Treasury: Online gaming legislation could cost schools $28M

Beth LeBlanc
The Detroit News
What the gambling industry calls “igaming” is legal in a handful of states, such as Nevada and New Jersey, and other states including Michigan are considering doing the same.

Lansing — The proposed legalization of online gaming in Michigan would cost Michigan's public schools $28 million annually in revenue, a state Treasury Department official testified Thursday.

The Treasury estimated that online gaming options would draw some customers away from brick-and- mortar casinos, which are taxed at a higher rate than the 8% rate proposed for online gaming. Michigan has 26 casinos, with most owned by Native American tribes but the three in Detroit run by private firms. 

“Even if you have that small level of substitution” from brick and mortar to iGaming “it’s a relatively large revenue impact,” Chief Deputy Treasurer Jeff Guilfoyle told the House Ways and Means Committee Thursday.

Committee Chairman Brandt Iden started the committee warning members they would hear “a lot of flash, a lot of bang” and “a little bit of fear mongering” regarding revenue projections. But the Kalamazoo area Republican later said that he’s open to working through some of the fears raised by treasury.

“I think there’s a lot of speculation that they have,” said Iden of Oshtemo Township. “Because the market’s so new, I think they’re basing their assumptions on things that may not necessarily be valid in the long run.”

The package of eight bills discussed Thursday would allow and regulate online casino games, online fantasy sports contests, third-party facilitators for horse race betting and change the state’ charitable gaming rules.

The package was vetoed by Republican former Gov. Rick Snyder last year because of “unknown budget concerns,” including the potential impact on Michigan Lottery revenue that supports K-12 schools.

The latest version also includes a repeal of a 21-year-old rule banning casino licensees and their employees from making political contributions. The prohibition was approved in connection with voter approval of the three Detroit casinos in the late 1990s.

Treasury officials noted it was difficult to know how the legislative package would affect Michigan's revenues because no other states have the same slate of legalized betting activities. The closest would be New Jersey, but even the Garden State lacks options such as the iLottery and tribal casinos.

The tax rates between the gaming options vary significantly. Lottery sales are taxed at 27%, all of which go toward the School Aid Fund; tribal casinos have a 14% tax rate, none of which goes toward the School Aid Fund; and Detroit casinos are taxed at a 19% rate, some of which goes to Detroit and roughly 8% of which goes toward the School Aid Fund.

iGaming options through tribal and Detroit casinos would be taxed at 8% and 9%,  respectively. A small fraction of iGaming and sports betting tax revenue at Detroit's casinos would toward public schools, but none of the revenue from iGaming and sports betting at tribal casinos.

While the School Aid Fund revenue may dip, the Treasury Department estimated that all other tax revenue dedicated to other state funds and the city of Detroit would increase.

The estimated $28 million cost is simply  prediction, some lawmakers have said.

“There’s not a lot of hard data yet,” said Democratic Rep.
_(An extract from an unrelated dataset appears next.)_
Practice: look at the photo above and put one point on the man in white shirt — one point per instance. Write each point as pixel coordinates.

Rebekah Warren of Ann Arbor.

GOP lawmakers have argued it’s difficult to know how much additional tax revenue would be generated or how the different gaming options would affect each other. They've also argued that the customers who would use iGaming differ from those who visit the existing casinos on which the School Aid Fund relies.

While the short-term effect may amount to a $28 million loss for schools, the long-term damage to the overall betting system shouldn’t be overlooked, Guilfoyle said.

“For some of our games in the lottery, they’re very much at risk if we legalize iGaming,” he said.

Representatives from the Detroit casinos argued otherwise. The cost of creating and maintaining an internet gaming system through casinos is steep because it requires a third party provider, making brick-and-mortar businesses more attractive, said Mike Neubecker, president of Detroit’s MGM Grand.

“The internet is more expensive to do business,” Neubecker said. “It’s a tool to drive a little more revenue. But the ultimate goal would be to get them into the brick-and-mortar casino.”

The state said it's expected that most of the money generated by iGaming, an estimated $225 million, would be new. But the Treasury Department also expects some would come from existing gamblers already courted through the state’s iLottery system.

The Treasury Department's opposition to the legislation came at the last minutes, as the House Regulatory Reform Committee was poised to vote on it in mid-March, said Rep. Jason Webber, R-Rochester Hills. Still the legislation passed through the committee with largely bipartisan support.

The legislation allows the state to better regulate iGaming, which in many cases is happening illegally anyways, and lets the state's gaming facilities update and compete in a changing market, Iden said.

“With 23 tribal casinos in the state of Michigan and three commercial casinos, and one of the most robust lotteries in the country, there’s no doubt that gaming is a big business here in Michigan,” Iden said.